Agricultural and urban runoff water containing excess phosphorus is channeled through pump stations into shallow marshes that have been planted with a selection of plants with useful characteristics for water purification, like cattails, submerged aquatic plants and algae. These plants species absorb phosphorus, storing it in their roots, stems and leaves. When they die, they decompose creating a sediment layer that continues to absorb and hold decades worth of phosphorus. Water that flows out of the STAs into Everglades National Park has significantly lower levels of phosphorus than it did when it first entered.

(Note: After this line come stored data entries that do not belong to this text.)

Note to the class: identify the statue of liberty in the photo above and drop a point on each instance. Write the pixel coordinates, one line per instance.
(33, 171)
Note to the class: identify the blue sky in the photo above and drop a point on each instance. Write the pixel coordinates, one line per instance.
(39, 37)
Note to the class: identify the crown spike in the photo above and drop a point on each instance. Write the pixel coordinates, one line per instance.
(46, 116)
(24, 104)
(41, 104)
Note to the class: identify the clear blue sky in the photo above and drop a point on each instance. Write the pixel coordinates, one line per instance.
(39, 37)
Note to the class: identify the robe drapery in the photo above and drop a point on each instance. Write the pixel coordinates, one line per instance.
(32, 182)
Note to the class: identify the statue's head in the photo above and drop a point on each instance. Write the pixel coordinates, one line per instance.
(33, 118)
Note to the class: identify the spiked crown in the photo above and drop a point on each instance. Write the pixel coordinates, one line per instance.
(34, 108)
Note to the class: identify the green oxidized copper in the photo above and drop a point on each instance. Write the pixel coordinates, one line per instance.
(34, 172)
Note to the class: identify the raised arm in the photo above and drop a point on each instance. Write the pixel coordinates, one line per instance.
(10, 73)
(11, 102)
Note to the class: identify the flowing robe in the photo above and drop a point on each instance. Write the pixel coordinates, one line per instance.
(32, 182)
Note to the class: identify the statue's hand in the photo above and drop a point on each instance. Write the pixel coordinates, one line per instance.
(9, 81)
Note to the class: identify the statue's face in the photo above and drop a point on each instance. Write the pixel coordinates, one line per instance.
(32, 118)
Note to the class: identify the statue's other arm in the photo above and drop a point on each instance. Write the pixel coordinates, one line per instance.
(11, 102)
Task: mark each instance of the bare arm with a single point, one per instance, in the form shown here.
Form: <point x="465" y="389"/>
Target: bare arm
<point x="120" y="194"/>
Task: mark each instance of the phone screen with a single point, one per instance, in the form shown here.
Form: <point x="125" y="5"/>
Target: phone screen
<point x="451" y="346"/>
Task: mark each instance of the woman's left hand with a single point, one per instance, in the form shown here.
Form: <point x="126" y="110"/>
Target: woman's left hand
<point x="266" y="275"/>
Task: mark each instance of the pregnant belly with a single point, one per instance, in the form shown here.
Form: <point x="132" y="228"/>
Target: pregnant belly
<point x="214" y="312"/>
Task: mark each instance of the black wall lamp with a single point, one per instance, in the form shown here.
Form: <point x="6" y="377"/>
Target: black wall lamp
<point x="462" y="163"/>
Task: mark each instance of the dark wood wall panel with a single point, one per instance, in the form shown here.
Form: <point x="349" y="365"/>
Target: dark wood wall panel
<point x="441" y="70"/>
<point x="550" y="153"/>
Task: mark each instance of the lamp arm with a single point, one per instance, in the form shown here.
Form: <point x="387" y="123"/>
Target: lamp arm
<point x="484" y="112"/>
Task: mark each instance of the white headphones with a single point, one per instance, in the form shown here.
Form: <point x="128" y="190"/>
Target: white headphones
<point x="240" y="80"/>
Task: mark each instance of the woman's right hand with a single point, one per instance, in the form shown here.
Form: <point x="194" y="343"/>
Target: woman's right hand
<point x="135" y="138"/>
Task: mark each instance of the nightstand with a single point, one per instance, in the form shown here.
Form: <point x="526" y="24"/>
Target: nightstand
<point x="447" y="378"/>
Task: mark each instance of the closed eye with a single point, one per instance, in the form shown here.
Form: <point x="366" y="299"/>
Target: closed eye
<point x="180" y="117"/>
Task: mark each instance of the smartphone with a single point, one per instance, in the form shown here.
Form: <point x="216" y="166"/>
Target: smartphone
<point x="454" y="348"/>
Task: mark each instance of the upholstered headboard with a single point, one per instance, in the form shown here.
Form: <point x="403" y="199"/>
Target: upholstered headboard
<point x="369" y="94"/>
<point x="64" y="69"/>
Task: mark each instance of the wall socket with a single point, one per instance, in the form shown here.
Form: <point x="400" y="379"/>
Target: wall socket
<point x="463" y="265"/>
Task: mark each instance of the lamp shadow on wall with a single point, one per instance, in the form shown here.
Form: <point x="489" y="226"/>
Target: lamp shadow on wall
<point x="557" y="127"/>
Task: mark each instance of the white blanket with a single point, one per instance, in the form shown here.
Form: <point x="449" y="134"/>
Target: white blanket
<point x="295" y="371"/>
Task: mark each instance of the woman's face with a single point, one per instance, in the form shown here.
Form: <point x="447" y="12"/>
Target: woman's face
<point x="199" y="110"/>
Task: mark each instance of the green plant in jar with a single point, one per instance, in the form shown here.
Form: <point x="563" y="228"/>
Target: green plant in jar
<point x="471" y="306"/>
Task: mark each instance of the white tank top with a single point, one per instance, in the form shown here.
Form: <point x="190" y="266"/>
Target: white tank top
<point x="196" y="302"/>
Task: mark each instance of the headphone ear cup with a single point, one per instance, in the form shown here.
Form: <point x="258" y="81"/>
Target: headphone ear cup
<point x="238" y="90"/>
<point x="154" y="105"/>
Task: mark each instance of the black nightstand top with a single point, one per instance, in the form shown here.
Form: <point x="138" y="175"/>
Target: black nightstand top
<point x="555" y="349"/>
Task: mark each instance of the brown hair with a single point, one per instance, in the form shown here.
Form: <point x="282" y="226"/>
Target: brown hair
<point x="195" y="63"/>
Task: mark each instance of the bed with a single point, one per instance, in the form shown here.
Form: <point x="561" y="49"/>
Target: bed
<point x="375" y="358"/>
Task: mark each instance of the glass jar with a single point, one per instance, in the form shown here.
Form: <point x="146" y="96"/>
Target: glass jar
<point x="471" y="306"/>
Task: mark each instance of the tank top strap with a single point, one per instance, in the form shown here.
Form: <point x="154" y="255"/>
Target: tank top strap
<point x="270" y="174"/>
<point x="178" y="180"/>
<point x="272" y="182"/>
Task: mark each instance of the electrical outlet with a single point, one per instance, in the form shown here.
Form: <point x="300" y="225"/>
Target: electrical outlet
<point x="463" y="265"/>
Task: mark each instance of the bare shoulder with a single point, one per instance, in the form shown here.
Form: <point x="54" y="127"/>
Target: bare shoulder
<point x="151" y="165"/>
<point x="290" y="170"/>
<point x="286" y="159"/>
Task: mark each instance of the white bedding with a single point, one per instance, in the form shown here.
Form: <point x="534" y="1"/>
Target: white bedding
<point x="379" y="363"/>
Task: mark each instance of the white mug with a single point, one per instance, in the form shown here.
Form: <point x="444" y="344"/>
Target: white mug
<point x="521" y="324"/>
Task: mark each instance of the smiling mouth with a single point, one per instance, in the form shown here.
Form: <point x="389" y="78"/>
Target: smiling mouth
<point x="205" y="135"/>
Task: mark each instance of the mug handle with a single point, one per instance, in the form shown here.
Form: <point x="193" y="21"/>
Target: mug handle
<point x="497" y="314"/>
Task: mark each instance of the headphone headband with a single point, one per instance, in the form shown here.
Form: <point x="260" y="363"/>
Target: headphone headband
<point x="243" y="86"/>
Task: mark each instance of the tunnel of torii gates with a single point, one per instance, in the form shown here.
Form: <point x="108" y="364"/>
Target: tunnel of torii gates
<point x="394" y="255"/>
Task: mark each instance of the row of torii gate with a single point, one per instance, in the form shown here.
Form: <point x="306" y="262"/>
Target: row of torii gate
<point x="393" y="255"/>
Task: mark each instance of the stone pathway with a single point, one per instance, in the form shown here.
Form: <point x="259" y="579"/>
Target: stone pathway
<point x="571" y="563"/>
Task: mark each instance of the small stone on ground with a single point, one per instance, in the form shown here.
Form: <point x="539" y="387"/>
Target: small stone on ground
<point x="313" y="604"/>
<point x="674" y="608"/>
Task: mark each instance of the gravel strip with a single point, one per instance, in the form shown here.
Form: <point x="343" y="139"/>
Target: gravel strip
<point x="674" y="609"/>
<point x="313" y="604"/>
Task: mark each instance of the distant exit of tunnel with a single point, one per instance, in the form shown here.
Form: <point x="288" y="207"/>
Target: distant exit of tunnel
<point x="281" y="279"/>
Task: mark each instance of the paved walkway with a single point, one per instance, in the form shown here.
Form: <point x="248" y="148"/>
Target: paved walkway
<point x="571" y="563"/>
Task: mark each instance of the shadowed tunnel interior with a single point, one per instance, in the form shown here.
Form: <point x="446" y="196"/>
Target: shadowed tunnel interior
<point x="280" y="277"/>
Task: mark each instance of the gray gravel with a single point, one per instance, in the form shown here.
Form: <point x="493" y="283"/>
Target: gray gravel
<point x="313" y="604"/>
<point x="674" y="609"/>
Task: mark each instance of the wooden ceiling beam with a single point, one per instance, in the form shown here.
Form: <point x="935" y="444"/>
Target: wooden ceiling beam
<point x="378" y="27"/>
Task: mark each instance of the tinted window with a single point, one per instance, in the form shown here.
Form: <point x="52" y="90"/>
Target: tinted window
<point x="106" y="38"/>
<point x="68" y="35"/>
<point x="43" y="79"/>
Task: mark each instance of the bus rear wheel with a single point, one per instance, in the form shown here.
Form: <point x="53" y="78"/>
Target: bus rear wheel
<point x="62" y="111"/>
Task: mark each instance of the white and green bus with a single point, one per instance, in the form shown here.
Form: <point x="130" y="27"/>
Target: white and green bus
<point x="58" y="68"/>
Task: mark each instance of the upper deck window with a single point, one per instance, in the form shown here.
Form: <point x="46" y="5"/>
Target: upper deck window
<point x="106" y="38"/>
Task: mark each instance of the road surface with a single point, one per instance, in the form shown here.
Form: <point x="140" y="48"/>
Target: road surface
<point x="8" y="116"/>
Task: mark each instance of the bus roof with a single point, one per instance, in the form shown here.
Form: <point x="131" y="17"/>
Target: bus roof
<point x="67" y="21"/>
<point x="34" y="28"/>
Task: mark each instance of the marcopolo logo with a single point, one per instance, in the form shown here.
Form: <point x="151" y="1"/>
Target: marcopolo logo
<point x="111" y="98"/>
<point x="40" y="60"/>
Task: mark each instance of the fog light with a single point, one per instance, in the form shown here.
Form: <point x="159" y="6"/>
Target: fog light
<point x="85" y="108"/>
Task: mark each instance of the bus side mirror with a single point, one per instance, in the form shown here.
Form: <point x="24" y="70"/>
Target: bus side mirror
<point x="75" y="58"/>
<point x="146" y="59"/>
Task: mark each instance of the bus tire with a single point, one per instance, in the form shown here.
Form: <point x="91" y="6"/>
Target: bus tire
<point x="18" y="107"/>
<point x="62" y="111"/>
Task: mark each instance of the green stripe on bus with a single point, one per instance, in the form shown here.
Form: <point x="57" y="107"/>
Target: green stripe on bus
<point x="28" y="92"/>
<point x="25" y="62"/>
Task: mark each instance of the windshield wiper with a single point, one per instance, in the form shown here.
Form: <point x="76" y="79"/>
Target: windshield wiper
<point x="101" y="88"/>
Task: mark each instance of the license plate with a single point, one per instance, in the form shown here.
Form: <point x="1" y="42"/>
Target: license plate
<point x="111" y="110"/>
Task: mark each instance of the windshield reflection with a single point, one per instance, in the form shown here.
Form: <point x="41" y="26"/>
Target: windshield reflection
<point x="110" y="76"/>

==History of phosphorus in Everglades National Park==

The Everglades is a delicate ecological system with a naturally low level of existing phosphorus, resulting in a landscape of sawgrass, wet prairies and tree islands that were well adapted to the low nutrient environment. Increasing levels of nutrients such as phosphorus can encourage the growth of invasive species, smothering and crowding out the natives. STAs have been implemented in key positions at the northern edge of the Everglades to help keep phosphorus laden water from reaching the park, but concerns remain that the already elevated phosphorus levels in both Lake Okeechobee and the Everglades Agricultural Area (both heavy contributors to nutrient laden runoff) are so high that phosphorus loads into the park could continue for many decades.